The algorithm provided a score between 0 and 1.

Up to 36 images with the highest assigned scores had been chosen from each case and were then divided into sets of 3 images (up to 12 sets from each case). The image sets were ordered according to their AI score, from highest to lowest.

The sets were presented unmarked and unscored to be reviewed by three pathologists, one with expertise in HSCR diagnosis and two non-experts: one a senior, one a resident who provided the data for construction and training of the algorithm in the previous steps.

Each pathologist assigned a score to each set of images according to the following scale:

  1. 1.

    No ganglion cells seen (certain)

  2. 2.

    No ganglion cells (uncertain, low probability of ganglion cells)

  3. 3.

    Uncertain/cannot be determined

  4. 4.

    Ganglion cells seen (uncertain, high probability of ganglion cells)

  5. 5.

    Ganglion cells seen (certain)

The scores for all 3 pathologists as well as the algorithm (using its own score—probability between 0 and 1) were compared to each other and to the known status of the sample (positive or negative for ganglion cells).

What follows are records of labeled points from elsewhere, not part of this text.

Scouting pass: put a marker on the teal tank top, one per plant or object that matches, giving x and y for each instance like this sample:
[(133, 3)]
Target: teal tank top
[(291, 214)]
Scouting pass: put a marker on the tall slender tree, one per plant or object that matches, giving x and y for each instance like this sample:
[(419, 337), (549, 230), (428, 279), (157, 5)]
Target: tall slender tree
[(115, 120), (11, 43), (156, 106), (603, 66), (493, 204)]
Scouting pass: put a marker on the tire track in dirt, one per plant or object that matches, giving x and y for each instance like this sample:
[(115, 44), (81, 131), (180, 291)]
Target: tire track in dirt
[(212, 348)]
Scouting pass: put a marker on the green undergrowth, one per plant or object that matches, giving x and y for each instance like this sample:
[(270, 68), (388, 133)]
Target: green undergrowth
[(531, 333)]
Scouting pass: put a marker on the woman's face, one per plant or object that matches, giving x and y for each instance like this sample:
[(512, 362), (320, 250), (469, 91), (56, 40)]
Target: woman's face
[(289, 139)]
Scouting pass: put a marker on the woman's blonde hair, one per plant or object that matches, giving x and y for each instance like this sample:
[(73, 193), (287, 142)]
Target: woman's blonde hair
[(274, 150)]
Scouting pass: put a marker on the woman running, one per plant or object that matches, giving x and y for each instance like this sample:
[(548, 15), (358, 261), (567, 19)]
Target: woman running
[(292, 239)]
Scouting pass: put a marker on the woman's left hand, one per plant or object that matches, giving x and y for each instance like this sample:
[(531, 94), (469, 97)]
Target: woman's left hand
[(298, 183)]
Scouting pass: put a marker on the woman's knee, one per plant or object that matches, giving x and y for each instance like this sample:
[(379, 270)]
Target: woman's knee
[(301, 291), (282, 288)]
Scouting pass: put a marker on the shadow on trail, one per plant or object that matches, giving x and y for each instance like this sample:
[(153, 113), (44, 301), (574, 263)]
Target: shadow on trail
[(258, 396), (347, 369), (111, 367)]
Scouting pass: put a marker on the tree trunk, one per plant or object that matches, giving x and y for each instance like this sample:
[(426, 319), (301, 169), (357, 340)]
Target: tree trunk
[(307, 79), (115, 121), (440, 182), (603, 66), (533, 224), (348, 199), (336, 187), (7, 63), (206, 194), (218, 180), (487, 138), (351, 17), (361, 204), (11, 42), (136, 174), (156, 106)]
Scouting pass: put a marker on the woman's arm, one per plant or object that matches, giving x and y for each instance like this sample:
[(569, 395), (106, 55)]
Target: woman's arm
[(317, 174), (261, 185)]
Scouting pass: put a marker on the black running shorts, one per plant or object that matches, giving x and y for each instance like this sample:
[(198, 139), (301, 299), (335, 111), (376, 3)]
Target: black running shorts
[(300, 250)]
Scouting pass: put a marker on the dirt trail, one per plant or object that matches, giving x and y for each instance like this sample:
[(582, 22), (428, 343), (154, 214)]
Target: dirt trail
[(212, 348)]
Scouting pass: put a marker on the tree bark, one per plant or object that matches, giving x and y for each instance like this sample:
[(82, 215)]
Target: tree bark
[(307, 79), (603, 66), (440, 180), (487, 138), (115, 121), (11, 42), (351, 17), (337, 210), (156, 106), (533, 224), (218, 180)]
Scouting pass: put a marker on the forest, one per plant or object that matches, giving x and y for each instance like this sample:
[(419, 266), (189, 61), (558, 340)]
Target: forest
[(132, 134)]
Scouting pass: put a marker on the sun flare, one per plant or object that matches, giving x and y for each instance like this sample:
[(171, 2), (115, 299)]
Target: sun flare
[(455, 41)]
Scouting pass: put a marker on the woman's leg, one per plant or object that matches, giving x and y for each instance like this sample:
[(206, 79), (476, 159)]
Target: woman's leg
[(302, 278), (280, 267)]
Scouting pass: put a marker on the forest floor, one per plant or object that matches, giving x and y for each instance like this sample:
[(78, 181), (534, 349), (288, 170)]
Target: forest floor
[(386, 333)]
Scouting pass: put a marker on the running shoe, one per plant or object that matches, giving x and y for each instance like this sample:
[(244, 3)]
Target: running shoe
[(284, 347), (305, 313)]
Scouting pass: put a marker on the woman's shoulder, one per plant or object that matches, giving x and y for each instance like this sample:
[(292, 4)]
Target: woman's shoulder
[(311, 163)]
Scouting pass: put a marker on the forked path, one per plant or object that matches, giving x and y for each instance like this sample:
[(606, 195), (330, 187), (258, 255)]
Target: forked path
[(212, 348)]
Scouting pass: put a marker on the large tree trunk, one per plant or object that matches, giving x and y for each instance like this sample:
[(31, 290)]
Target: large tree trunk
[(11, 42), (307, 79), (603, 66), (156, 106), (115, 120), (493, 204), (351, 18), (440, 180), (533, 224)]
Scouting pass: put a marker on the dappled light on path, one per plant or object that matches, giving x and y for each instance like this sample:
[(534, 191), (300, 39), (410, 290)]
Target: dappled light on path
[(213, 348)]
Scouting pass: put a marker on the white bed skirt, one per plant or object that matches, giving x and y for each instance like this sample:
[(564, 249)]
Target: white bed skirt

The data set collected in this manner was used for the formulation of classification criteria. For the purpose of classification, when applicable, the average of the three highest AI scores for each case was used. The criteria are as follows:

For an expert pathologist, the identification of a single ganglion cell (An attributed score of 5) was sufficient to classify a case as positive for ganglion cells (non-HSCR). Otherwise (all scores < 5), the case was classified as (Negative for ganglion cells (HSCR).

For non-experts, cases were either considered "Positive", "Negative" or in "Doubt".

Cases classified as in "Doubt" were considered to require expert consultation. The criteria are as follows:

  1. 1.

    Positive (non-HSCR)—If the pathologist attributed a score of 5 to any 2 (or more) sets of images,

  2. 2.

    Negative (HSCR)—The criteria for "Positive" is not met AND the average AI score is < 0.6.

  3. 3.

    Doubt—The criteria for "Positive" is not met AND the average AI score is ≥ 0.6.

Decision algorithm validation

The process described in this section was repeated with two additional pathologists, one a young senior the other a resident. Both pathologists had no prior experience with either HSCR diagnosis or the algorithm. Both received concise instructions and no prior training. No time limit was imposed. The same scoring and classification criteria were used.